His excellent command of language (and professorial appearance) gives punsters and diction-junkies a champion in the world of stand-up.

It’s not that he has a verbal armory full of blink-and-you'll-miss-it wit, but his comedic gift is down to how he elevates semantics to an art form.

After relating how he went to school with a local tycoon’s son, whose father made a fortune in road construction, Nyanzi cracks: “All those graders and he couldn’t even get a first grade”. 

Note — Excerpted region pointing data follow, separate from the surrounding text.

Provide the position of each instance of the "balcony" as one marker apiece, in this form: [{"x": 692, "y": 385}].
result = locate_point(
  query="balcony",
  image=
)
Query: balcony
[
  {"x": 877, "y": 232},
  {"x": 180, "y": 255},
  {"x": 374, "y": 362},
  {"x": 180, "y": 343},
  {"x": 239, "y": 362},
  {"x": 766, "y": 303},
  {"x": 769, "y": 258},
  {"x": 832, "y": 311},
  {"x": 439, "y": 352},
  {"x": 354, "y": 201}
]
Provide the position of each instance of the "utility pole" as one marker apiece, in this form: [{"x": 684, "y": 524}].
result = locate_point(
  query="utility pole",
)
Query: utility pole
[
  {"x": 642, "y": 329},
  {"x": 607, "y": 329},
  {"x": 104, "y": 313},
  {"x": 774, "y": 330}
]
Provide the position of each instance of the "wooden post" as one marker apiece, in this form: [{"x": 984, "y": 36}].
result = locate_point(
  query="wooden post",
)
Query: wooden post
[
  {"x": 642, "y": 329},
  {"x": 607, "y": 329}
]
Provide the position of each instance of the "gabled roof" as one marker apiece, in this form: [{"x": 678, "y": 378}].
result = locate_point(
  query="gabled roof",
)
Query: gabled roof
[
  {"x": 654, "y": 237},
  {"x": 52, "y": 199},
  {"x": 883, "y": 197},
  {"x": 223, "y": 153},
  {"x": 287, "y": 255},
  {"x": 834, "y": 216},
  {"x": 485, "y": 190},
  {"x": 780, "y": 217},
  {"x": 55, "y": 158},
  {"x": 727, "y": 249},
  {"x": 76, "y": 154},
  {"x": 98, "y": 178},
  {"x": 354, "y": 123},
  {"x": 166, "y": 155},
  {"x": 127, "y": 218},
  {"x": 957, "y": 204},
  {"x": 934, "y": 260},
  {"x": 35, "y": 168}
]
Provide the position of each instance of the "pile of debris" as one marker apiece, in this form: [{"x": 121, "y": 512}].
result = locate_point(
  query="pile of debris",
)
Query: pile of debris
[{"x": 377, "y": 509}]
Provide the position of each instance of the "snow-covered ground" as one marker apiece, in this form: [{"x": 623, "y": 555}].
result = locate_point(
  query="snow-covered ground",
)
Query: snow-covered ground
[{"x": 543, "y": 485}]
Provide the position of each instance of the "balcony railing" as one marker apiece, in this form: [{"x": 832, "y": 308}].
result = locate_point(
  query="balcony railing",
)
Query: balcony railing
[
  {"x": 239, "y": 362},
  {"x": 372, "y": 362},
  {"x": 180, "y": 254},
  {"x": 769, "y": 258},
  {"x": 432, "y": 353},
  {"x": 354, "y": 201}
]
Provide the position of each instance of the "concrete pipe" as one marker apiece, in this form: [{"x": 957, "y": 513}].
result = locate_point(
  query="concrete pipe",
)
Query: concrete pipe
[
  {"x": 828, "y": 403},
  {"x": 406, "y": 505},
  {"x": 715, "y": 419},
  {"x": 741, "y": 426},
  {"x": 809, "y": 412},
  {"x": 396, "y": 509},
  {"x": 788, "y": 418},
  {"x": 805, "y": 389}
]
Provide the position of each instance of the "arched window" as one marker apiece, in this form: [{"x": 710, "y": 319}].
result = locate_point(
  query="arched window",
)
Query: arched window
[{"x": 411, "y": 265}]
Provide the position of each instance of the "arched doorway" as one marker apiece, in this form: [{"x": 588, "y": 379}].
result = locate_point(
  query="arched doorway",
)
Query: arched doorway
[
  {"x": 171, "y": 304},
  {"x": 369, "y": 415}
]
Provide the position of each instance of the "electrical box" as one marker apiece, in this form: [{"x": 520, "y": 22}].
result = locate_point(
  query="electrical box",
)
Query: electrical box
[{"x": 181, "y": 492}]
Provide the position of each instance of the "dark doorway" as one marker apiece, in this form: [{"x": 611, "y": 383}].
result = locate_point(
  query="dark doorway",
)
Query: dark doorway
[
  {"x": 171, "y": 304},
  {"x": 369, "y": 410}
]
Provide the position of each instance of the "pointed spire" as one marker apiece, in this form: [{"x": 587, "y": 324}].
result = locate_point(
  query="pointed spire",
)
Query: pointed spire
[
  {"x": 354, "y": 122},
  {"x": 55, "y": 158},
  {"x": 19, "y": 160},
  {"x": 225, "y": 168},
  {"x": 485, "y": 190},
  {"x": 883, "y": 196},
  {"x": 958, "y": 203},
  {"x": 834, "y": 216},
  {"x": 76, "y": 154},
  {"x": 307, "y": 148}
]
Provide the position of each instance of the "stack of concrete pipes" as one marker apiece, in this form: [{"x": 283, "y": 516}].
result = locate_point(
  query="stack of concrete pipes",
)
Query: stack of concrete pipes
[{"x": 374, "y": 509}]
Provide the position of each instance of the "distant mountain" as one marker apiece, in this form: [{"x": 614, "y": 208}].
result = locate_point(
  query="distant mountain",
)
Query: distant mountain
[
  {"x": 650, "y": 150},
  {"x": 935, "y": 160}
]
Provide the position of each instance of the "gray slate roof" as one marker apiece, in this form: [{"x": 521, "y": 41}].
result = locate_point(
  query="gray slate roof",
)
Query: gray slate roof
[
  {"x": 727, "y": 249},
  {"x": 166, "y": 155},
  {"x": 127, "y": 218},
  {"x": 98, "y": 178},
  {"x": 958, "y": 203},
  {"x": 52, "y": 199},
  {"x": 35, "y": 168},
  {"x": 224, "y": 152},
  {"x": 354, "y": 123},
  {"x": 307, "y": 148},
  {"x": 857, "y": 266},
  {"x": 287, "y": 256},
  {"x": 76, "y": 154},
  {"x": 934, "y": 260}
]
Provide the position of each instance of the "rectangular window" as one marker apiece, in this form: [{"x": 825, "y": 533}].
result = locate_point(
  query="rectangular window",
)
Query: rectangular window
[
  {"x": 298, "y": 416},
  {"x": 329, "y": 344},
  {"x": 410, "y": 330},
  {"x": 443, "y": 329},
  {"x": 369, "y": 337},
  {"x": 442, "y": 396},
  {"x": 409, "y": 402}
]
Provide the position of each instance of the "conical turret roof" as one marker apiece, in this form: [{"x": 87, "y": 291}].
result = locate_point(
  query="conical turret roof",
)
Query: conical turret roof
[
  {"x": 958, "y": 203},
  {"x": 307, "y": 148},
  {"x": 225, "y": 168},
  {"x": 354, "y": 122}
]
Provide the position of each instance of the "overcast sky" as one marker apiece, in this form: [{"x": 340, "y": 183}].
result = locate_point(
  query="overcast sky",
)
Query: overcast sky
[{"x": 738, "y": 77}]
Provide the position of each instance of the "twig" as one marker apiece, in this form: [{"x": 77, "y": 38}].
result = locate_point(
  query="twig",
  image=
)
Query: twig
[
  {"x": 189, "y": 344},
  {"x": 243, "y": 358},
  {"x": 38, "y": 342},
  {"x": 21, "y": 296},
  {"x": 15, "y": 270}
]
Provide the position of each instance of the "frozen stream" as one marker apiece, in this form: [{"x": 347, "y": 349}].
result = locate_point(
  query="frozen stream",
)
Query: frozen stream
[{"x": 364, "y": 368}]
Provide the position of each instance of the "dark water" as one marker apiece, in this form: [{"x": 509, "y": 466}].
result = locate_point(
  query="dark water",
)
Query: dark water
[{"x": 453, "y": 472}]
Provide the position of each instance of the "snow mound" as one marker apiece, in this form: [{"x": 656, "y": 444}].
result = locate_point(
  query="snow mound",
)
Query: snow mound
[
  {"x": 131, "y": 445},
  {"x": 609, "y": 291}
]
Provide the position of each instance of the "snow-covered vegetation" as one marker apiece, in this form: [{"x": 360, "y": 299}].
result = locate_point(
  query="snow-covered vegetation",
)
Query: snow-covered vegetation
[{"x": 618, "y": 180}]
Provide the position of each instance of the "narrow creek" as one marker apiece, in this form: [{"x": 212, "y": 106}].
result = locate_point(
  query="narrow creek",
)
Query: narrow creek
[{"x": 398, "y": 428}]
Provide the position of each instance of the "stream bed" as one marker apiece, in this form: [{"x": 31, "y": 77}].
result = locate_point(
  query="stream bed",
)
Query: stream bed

Throughout his special, Nyanzi sticks to the tried-and-true setup/punch line flow that many comedians favor. 

His timing and pacing is excellent, even though his comedy is not about dazzling the masses. 

To underline this fact, his special is staged in a cozy auditorium with an audience more interested in polite applause than throwing its panties onto the stage. 

Throughout the special, Nyanzi engages this audience as though he’s having a conversation with friends. 

There’s quiet rancor, shared by comic and audience alike, to accompany lines like “I was going to offer medicine at the university, but my mum always told me not to do drugs”. 

Then the house is brought down when Nyanzi imagines how it would be if a pistol-wielding thug held-up a pharmacy and told his captives to comply and not “give me any Hedex.” 

Nyanzi’s intellectual chops and sense of the absurd are peerless, especially on a Ugandan comedy scene which leans heavily on profanity and off-color humor. 

His jokes, being a deviation from such mainstream filth, declare him as revelation on the alt-comedy scene.

Although, it must be noted, his mention of “boobs” and riffs on “sperms” did elicit a few cringes from an otherwise receptive audience. 

Also, some of ladies didn’t look too pleased when he said broke up with his deaf girlfriend; after taking her to a silent disco! 

Although it was a joke, some Ugandans believe that joking about people’s disabilities should remain taboo. 

But, clearly, Nyanzi was unapologetic and probably agrees with comedian George Carlin’s maxim: “I think it's the duty of the comedian to find out where the line is drawn and cross it deliberately.”

Although this special runs for 21:43 minutes, the sound quality dipped at 6:46 minutes and only really stabilized at 12:32 minutes.  

On balance, however, Nyanzi’s special was short on time but long on jokes. 

All those looking for Uganda’s answer to Chris Rock need look no further than “Who Let The Jokes Out?”